When making decisions on moving home, tenants can use EPCs to compare the energy efficiency of similar properties. For landlords, an EPC provides a recommendation report that lists cost-effective and other measures to improve the building’s energy rating.

As approximately 20% of the heat lost in a home is through its windows and doors, energy efficient window and door systems can help cut a building’s carbon emissions and reduce its energy demands, lowering heating costs while keeping occupants warm and comfortable.

Approved Document L1B of the Building Regulations (England) requires window and door systems to have either minimum U-values of 1.6 W/M²K for windows and 1.8W/M²K for doors, or a ‘C’ level or above Window Energy Rating (WER) and Door Energy Rating (DER).

Fabricators and installers are responsible for ensuring that the windows and doors they supply or install in retrofit and refurbishment projects meet the minimum U-value for windows and doors. The U-value is a very useful measure of window and door energy ratings as it provides efficiency details relating to heat loss by calculating the amount of heat lost in watts per square metre when the temperature outside is at least one degree lower.

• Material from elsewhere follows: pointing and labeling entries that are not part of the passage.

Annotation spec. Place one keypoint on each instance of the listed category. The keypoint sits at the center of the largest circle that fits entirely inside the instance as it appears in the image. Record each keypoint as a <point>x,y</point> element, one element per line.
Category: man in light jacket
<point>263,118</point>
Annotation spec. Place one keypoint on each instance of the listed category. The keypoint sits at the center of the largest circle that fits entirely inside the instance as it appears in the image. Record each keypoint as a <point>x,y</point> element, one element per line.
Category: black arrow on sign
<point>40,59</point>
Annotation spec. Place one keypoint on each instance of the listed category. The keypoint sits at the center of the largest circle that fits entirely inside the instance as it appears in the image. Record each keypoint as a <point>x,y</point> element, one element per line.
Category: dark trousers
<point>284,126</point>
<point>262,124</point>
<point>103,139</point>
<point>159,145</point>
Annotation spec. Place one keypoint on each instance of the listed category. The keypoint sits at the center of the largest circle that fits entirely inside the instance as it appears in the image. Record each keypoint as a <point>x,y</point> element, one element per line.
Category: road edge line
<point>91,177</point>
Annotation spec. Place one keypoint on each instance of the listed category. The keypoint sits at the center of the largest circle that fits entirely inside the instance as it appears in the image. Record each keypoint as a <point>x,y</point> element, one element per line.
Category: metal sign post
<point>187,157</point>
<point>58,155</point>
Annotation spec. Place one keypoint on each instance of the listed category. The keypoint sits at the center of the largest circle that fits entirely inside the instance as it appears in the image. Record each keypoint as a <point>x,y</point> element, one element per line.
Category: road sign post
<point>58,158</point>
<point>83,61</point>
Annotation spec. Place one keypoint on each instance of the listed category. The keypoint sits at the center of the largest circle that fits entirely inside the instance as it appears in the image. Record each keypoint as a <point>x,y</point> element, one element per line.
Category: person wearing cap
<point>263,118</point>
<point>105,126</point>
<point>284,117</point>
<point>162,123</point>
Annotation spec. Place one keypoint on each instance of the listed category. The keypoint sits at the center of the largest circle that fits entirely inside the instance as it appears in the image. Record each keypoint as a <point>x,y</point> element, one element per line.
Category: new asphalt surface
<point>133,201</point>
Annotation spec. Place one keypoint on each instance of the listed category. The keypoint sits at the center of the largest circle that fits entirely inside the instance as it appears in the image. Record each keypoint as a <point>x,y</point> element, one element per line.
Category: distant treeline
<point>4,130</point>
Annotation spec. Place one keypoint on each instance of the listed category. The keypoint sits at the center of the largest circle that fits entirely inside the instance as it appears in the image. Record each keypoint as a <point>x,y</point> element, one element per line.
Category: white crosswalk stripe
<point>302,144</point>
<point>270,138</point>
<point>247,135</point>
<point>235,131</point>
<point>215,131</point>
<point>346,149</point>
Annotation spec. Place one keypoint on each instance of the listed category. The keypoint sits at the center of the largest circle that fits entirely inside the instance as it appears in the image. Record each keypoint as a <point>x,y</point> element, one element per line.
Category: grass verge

In addition, the most energy efficient window and door systems are thermally broken, meaning that there is a barrier between the inner and outer frames to prevent temperature transfer through the frame and condensation on the inner frame. Thermally efficient systems should provide lower U-values, equating to a better protected property.

Window Energy Rating (WER) and Door Energy Rating (DER) measure the thermal efficiency of a standardised complete fabricated system to produce an energy performance level. Introduced by the British Fenestration Ratings Council, the ratings range from A-G with ‘A’ being the most energy efficient. In addition to thermal insulation (as measured by the U-value), WERs and DERs also consider air tightness to ensure systems do not lose heat from their weather seals and glazing seals. The ratings also take into account the positive heating effect (or solar gain) as a result of more glass and less frame, which can reduce the need for heating on colder days. Slim sightlines also provide an opportunity for increased external light transmission into the property.

Shakespeare House in Hackney, London is an example of a social housing redevelopment project that meets definite energy targets to achieve level 4 of the Code for Sustainable Homes.

Islington and Shoreditch Housing Association (ISHA) worked with bptw partnership to reconfigure the existing housing block, installing additional windows to increase the amount of natural light and completely insulate the building to improve thermal efficiency. The project saw the existing 24 flats converted into 18 high quality modern apartments, enhancing each property’s amenity space, living area, kitchen and bathroom space.

The architects specified aluminium window and door systems from AluK to meet their target of a 1.5 U-value using AluK’s 58BW window systems, 58BD and GT55NI door systems for all the existing floors and new elevation from ground to fifth floor level. The 58BW window and 58BD door systems offer a narrow profile solution with a unique polyamide thermal break design to improve thermal performance. In addition, the 58BW and GT55NI systems met the security requirements defined by ISHA as they are certified under the Secured by Design scheme.

The products also integrated well with project’s design and aesthetical elements, achieving the aspired deep reveal effect that was proposed at the planning stage. The deep reveals and window surrounds, new doors, as well as cladding, create a strong architectural feature and define the whole development, presenting it in a completely new light.